How can I prove to you that K-Barns was not firm and fast? I played there on May Day, May 1.  It had rained every day I was in Scotland the previous 6 days but every other links course I played was firm and fast.  If I can find my friend Jim Reilly who is on tour in Central America to back me up I'd get him on the site.  My other friend who was with me and who is not a GCAer and doesnt know firm and fast vs. slow and green asked me why this course was playing like the ones back at home (i.e. don't run the ball up and shoot for the pins).  Hey, it could of been the day we were there but A is A as Ayn Rand said and it was not firm and fast.

To you other point: I never critiqued one specific hole at K-Barns.  To take the opposite tact there are several I liked including 1,2,6,13,15 for example.  But there are magazines that are comparing #15 with #16 at Cypress Point for god's sake.  That just isnt a worthy comparison. Other people compare K-Barns to Pebble Beach or TOC, I don't see it.  My basis for saying the course is not top 100 in the world comes from my experience of playing over 50 of those top 100 and I've done almost half the Golf World Top 100 in the list.  Given my experience playing these courses, I just didnt think Kingsbarns belonged there given it didnt inspire me, the holes were not memorable and I didnt like the look-containment mounding etc.  It is just my opinion.  When I stand on the 4th tee at Rye, hell yes I am inspired.  When I tee off at #16 at Deal I can't wait to play the hole.  Ditto a hole like #1 or #16 at St. Enodoc.

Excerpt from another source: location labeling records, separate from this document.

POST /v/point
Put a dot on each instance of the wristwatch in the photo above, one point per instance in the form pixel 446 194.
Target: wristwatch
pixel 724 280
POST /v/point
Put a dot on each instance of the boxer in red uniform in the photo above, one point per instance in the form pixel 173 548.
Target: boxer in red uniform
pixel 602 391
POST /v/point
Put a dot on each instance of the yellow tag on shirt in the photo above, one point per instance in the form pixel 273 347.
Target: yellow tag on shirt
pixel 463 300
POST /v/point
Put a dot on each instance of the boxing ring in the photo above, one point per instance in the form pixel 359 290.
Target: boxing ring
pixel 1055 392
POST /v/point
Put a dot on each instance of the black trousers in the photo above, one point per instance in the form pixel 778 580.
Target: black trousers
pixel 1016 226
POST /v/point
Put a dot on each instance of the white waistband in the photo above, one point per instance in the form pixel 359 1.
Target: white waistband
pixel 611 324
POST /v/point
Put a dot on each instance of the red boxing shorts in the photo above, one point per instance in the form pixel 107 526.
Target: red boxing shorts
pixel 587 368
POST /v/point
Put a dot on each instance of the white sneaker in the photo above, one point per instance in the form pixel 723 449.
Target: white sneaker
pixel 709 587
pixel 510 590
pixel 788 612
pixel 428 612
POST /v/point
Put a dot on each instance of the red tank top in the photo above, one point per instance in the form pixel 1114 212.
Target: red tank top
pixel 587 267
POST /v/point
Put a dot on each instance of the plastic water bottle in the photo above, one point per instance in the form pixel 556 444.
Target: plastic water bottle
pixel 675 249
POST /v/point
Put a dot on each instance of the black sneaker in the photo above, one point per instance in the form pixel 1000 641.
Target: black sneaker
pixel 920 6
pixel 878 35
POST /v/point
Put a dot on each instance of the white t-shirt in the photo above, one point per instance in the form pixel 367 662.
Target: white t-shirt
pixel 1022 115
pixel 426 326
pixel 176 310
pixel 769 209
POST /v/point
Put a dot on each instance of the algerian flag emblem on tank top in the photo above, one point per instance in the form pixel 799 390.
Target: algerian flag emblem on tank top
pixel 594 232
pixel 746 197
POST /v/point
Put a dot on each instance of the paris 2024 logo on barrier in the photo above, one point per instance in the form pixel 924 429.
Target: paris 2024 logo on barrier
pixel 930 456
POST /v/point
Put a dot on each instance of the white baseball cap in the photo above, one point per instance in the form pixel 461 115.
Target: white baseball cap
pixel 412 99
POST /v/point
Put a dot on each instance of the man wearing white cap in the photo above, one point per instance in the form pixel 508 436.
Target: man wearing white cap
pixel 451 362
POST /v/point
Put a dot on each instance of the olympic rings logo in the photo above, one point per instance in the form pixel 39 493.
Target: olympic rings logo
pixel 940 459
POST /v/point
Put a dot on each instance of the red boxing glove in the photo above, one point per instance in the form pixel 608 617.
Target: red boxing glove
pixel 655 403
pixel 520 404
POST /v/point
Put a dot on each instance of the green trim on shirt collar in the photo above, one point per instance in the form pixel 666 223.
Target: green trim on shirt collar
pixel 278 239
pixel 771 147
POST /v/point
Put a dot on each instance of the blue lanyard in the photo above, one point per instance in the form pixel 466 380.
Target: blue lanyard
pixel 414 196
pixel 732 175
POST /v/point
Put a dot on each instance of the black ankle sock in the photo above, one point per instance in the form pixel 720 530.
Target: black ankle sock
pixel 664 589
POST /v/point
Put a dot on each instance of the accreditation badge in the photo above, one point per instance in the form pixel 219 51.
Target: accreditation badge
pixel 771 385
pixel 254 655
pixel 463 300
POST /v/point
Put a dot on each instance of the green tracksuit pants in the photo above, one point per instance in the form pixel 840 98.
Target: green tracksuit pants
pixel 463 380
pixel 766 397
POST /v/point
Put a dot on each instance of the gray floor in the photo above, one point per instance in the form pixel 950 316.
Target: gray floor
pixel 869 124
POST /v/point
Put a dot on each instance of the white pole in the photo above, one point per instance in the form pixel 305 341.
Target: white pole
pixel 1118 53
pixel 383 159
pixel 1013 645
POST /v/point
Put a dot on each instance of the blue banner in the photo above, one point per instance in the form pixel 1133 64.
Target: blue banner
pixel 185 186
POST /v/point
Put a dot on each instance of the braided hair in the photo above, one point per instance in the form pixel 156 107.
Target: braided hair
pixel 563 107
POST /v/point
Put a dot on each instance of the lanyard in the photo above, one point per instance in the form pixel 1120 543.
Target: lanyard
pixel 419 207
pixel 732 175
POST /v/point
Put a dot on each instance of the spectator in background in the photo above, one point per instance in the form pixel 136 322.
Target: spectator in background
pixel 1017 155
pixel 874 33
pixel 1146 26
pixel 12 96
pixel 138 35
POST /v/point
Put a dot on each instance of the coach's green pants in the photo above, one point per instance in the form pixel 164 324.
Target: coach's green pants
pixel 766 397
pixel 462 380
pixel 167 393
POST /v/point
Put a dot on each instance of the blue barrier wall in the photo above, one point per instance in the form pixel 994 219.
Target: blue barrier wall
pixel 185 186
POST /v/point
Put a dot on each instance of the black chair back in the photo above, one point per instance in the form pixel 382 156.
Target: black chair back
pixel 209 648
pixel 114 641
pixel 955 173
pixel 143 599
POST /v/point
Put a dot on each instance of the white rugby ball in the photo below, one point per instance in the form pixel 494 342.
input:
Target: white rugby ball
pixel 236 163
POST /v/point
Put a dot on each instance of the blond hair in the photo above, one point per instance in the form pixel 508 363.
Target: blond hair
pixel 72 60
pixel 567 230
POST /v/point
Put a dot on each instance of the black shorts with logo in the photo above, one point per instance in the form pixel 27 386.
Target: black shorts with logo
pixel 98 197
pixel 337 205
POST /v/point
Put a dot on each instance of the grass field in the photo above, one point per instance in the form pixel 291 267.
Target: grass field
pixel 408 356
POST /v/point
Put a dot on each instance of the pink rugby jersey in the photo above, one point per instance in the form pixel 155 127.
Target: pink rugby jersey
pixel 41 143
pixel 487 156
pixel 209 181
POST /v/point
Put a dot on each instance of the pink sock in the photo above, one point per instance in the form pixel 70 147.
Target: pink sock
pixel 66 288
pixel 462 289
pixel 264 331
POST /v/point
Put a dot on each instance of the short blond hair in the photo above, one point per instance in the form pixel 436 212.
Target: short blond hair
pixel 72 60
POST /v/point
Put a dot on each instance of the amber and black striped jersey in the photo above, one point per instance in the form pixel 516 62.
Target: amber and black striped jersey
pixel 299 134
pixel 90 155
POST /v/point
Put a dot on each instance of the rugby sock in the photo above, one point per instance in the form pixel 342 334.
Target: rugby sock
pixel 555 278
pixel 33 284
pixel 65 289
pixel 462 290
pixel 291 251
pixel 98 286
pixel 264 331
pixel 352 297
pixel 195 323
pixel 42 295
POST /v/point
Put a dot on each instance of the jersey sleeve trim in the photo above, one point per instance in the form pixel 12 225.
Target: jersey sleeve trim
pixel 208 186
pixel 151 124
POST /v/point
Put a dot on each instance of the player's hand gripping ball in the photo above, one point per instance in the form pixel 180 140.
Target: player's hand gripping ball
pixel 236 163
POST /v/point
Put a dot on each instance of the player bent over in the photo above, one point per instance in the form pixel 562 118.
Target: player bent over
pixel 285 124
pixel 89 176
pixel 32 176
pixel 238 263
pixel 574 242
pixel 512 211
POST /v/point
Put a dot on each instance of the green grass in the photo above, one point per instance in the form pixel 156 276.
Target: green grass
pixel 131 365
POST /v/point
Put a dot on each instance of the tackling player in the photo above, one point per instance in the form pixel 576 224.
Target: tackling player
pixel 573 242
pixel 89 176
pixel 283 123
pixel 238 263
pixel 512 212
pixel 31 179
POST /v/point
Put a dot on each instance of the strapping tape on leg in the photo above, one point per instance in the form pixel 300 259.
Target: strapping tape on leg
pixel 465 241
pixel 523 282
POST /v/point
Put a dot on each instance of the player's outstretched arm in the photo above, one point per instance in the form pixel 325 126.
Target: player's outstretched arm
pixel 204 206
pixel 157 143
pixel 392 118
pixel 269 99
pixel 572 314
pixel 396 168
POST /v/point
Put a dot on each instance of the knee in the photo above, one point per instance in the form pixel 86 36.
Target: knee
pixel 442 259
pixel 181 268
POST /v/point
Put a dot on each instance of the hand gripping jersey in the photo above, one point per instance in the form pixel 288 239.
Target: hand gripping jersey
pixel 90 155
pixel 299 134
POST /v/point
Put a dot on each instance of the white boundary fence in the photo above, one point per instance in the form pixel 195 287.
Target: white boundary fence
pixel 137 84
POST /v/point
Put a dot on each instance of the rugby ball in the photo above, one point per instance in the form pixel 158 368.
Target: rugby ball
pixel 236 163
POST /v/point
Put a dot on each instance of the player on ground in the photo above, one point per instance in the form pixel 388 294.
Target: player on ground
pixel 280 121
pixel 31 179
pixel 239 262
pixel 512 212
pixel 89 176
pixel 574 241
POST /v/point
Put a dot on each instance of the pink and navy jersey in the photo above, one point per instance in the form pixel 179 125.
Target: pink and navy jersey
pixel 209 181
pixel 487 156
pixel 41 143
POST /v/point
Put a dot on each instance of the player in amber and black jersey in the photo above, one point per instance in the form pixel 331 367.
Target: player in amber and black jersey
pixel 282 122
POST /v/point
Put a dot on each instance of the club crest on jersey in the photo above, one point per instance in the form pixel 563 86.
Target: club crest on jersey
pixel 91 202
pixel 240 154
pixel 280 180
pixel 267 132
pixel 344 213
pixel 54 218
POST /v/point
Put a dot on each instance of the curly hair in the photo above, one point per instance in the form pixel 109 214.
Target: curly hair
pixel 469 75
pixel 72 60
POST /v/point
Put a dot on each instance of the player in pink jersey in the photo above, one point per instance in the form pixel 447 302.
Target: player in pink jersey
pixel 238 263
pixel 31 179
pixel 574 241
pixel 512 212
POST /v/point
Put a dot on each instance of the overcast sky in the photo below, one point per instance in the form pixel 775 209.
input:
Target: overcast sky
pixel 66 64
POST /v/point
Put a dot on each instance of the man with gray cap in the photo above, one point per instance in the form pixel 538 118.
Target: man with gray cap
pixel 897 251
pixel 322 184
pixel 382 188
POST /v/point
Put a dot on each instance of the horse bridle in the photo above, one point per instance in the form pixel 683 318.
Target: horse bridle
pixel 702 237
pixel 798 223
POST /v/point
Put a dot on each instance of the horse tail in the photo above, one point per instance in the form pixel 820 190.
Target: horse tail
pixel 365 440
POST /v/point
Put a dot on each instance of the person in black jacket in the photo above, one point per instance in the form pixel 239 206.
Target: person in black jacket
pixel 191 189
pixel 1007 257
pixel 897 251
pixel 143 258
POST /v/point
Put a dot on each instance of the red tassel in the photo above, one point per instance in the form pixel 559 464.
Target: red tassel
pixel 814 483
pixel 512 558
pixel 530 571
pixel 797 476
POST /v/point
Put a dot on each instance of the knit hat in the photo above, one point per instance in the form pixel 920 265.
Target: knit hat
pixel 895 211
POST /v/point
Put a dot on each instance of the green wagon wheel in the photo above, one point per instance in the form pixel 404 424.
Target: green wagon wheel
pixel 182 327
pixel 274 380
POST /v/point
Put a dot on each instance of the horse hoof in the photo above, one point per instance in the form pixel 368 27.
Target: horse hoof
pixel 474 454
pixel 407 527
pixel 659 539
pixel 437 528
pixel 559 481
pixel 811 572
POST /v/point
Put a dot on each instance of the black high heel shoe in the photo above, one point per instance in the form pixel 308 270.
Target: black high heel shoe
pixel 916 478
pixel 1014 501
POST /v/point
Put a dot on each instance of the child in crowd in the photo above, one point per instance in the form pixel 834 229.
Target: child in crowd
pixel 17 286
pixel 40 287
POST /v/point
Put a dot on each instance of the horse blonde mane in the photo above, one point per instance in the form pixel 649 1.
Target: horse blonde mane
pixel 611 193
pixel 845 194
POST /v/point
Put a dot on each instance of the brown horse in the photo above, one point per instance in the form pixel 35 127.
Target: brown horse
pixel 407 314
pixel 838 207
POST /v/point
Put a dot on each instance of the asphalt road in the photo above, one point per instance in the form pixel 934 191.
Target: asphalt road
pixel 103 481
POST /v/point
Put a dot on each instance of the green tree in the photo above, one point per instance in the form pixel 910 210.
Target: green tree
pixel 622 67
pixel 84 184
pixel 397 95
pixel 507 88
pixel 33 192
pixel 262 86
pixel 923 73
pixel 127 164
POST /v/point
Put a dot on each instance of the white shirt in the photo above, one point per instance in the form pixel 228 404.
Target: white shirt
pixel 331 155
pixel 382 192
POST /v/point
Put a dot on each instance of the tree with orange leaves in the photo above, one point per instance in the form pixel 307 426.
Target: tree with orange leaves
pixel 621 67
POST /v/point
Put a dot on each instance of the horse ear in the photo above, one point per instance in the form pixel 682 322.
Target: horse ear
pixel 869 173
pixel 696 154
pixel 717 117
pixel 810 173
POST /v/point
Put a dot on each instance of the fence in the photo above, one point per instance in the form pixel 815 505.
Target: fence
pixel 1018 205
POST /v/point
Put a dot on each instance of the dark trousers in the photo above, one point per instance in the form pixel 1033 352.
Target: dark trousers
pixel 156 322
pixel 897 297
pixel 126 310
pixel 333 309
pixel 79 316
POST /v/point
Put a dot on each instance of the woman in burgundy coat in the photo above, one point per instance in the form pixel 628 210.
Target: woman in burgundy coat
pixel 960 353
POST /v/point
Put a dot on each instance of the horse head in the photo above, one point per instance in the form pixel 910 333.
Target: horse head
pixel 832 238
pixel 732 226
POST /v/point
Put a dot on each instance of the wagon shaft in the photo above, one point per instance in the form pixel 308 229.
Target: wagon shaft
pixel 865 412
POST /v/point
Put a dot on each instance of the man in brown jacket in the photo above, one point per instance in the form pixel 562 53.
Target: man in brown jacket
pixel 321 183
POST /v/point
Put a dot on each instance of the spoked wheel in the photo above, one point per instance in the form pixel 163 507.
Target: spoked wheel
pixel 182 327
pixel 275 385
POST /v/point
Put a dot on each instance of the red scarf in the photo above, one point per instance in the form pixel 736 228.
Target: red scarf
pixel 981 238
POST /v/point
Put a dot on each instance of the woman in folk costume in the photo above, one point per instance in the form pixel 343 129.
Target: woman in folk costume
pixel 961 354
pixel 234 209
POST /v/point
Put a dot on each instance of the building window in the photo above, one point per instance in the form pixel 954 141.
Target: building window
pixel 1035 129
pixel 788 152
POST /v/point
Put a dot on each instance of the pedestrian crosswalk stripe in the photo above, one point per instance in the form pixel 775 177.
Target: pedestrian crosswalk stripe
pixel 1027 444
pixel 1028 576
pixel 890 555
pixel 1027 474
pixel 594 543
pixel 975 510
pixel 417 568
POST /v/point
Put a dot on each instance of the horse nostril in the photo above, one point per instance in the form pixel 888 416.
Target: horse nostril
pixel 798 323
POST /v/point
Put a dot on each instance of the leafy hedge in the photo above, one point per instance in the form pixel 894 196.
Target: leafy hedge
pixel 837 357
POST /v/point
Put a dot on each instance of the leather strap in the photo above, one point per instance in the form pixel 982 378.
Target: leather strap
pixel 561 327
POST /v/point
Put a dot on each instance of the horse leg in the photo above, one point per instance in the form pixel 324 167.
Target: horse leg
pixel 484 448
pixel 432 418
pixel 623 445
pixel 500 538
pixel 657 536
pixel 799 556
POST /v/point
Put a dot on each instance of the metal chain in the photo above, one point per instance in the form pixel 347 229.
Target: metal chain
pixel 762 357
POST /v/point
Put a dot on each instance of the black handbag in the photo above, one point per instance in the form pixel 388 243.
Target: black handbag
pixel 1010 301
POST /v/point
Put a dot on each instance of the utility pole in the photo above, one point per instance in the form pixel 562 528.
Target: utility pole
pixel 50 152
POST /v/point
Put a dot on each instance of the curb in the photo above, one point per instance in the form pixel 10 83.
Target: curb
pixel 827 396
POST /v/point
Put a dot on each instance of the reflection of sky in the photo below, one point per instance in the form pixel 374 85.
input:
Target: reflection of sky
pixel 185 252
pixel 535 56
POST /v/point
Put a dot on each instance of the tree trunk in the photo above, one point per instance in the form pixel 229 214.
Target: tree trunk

You and I can look at modern art and disagree, I might say I don't fancy the brushstrokes and you see that as ludicrous but that is my view.

Perhaps then if you think K-Barns is top 100 in the world you can tell me why a course like Deal or Rye is behind it?  I'd like to see the logic in that.

If I am wrong on K-Barns why is it already falling in the Golf magazine ratings?

I am open minded, I'll let the course mature and see if I am wrong and I am man enough to admit that but I am not rushing back there to see. But perhaps as Ben Crenshaw once adroitly pointed out, a golf course needs age and lets see how KBarns matures.. Fair enough?
« Last Edit: September 25, 2003, 02:29:24 PM by NAF »

THuckaby2

Re:Kingsbarn 'sea aspect'
« Reply #24 on: September 25, 2003, 02:33:51 PM »
NAF:

Excellent retort, just do realize that if you're basing this on a comparison of experience in terms of courses played, well... you'll lose against Mr. Huntley.  Yes, EVEN YOU.  Big time.  He'll likely be too modest to say that, so I'm saying it for him.

 ;D

A comparison of 15 Kingsbarns to 16 Cypress is silly, yes.  But still, it is a damn fine hole.  And as I say above, 12 is among the world's great par fives.  Do you mean to leave that out of your list of holes you like?

Inspiration is a tough thing to base greatness on also, as it is SO subjective.  For example, I found myself plenty inspired at Kingsbarns, in many places.  To each his own if you did not...

As for placement in Top 100 lists, well.. so much goes into that, as you know, that it's not the best judge of greatness either.  All it does show is certain groups of people did like the course more than you did.

So heck, in the end, lots of people like the course, you don't as much.  No hassles.

Just don't go saying it's any foregone conclusion it's better or worse than any other course - that NEVER can be said with absolute certainty!